Kubernetes Architecture Overview
Ingress
NGINX / Traefik
Service
ClusterIP / LB
Deployment
3+ Replicas
Pods
LLM Proxy

Namespace & Secrets

namespace-and-secrets.yaml YAML
apiVersion: v1
kind: Namespace
metadata:
  name: llm-proxy
---
apiVersion: v1
kind: Secret
metadata:
  name: llm-proxy-secrets
  namespace: llm-proxy
type: Opaque
stringData:
  OPENAI_API_KEY: "sk-your-openai-key"
  ANTHROPIC_API_KEY: "sk-ant-your-key"
  LITELLM_MASTER_KEY: "sk-master-key"
  DATABASE_URL: "postgresql://user:pass@postgres:5432/litellm"
  REDIS_URL: "redis://redis:6379"
                    

Deployment Manifest

deployment.yaml YAML
apiVersion: apps/v1
kind: Deployment
metadata:
  name: llm-proxy
  namespace: llm-proxy
  labels:
    app: llm-proxy
spec:
  replicas: 3
  selector:
    matchLabels:
      app: llm-proxy
  strategy:
    type: RollingUpdate
    rollingUpdate:
      maxSurge: 1
      maxUnavailable: 0
  template:
    metadata:
      labels:
        app: llm-proxy
    spec:
      containers:
      - name: llm-proxy
        image: ghcr.io/berriai/litellm:main-latest
        ports:
        - containerPort: 4000
        envFrom:
        - secretRef:
            name: llm-proxy-secrets
        resources:
          requests:
            memory: "512Mi"
            cpu: "250m"
          limits:
            memory: "2Gi"
            cpu: "1000m"
        livenessProbe:
          httpGet:
            path: /health
            port: 4000
          initialDelaySeconds: 30
          periodSeconds: 10
        readinessProbe:
          httpGet:
            path: /health
            port: 4000
          initialDelaySeconds: 5
          periodSeconds: 5
      affinity:
        podAntiAffinity:
          preferredDuringSchedulingIgnoredDuringExecution:
          - weight: 100
            podAffinityTerm:
              labelSelector:
                matchLabels:
                  app: llm-proxy
              topologyKey: kubernetes.io/hostname
                    
💡 Best Practice: Pod Anti-Affinity

Configure pod anti-affinity to spread replicas across different nodes. This ensures high availability even if a node fails. For production, consider topology spread constraints for more control over pod distribution across zones and regions.

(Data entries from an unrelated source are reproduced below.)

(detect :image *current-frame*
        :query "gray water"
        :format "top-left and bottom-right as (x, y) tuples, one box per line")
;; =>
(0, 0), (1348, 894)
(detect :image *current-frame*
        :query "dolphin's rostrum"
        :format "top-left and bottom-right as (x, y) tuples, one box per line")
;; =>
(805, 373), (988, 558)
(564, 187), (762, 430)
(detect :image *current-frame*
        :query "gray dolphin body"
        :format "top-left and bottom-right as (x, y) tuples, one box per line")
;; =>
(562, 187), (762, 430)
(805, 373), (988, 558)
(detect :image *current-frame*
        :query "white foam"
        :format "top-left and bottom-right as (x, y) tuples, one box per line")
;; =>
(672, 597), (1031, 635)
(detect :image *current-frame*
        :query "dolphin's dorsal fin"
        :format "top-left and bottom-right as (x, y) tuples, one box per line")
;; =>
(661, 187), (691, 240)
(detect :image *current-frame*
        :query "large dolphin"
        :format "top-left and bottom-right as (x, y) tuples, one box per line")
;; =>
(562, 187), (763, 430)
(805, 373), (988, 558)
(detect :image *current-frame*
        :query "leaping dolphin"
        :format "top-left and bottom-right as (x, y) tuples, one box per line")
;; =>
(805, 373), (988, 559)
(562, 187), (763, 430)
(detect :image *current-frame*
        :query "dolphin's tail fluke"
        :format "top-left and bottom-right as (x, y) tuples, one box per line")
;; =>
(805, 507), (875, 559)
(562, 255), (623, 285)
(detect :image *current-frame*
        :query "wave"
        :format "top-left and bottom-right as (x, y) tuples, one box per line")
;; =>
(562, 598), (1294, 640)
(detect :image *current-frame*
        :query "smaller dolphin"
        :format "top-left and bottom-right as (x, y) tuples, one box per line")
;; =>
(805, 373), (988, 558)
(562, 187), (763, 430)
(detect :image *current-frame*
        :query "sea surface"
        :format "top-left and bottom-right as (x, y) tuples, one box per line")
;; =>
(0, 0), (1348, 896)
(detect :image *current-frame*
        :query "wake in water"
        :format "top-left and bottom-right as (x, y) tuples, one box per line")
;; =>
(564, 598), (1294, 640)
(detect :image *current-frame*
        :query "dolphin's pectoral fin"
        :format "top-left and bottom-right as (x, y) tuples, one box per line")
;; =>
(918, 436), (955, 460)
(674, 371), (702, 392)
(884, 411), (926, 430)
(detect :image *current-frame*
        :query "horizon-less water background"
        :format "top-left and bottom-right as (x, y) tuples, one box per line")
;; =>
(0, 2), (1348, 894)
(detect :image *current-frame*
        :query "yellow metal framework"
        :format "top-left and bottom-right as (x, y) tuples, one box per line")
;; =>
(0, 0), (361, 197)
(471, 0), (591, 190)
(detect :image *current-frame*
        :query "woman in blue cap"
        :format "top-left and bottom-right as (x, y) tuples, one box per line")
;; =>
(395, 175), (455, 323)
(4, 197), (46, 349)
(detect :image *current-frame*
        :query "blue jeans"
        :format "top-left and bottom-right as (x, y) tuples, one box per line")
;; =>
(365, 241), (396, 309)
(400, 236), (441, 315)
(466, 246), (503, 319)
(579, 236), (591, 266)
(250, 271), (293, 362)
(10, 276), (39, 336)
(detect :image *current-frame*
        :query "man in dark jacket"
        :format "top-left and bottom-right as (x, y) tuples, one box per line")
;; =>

📈 Auto-Scaling Configuration

Configure Horizontal Pod Autoscaler for dynamic scaling

hpa.yaml YAML
apiVersion: autoscaling/v2
kind: HorizontalPodAutoscaler
metadata:
  name: llm-proxy-hpa
  namespace: llm-proxy
spec:
  scaleTargetRef:
    apiVersion: apps/v1
    kind: Deployment
    name: llm-proxy
  minReplicas: 3
  maxReplicas: 20
  metrics:
  - type: Resource
    resource:
      name: cpu
      target:
        type: Utilization
        averageUtilization: 70
  - type: Resource
    resource:
      name: memory
      target:
        type: Utilization
        averageUtilization: 80
  behavior:
    scaleDown:
      stabilizationWindowSeconds: 300
      policies:
      - type: Pods
        value: 2
        periodSeconds: 60
    scaleUp:
      stabilizationWindowSeconds: 60
      policies:
      - type: Pods
        value: 4
        periodSeconds: 60
                    

Scaling Metrics

Metric Type Target Value Description
CPU Utilization 70% Scale when CPU usage exceeds threshold
Memory Utilization 80% Scale based on memory consumption
Custom: Request Rate 100 req/s Scale based on incoming request rate
Custom: Queue Depth 50 requests Scale when request queue builds up

📊 Monitoring Setup

Deploy comprehensive monitoring with Prometheus and Grafana

📈

Prometheus

Collect metrics from LLM proxy pods including request rate, latency, errors, and custom business metrics

📊

Grafana

Visualize metrics with pre-built dashboards for LLM proxy performance, costs, and usage analytics

🚨

AlertManager

Configure alerts for high error rates, resource exhaustion, and abnormal usage patterns

📝

Log Aggregation

Centralize logs with Loki or ELK stack for debugging and audit trail requirements

⚠️ Production Checklist

Before going live: configure resource limits for all containers, set up pod disruption budgets, implement network policies, enable audit logging, configure TLS for all internal communication, and establish disaster recovery procedures with tested backups.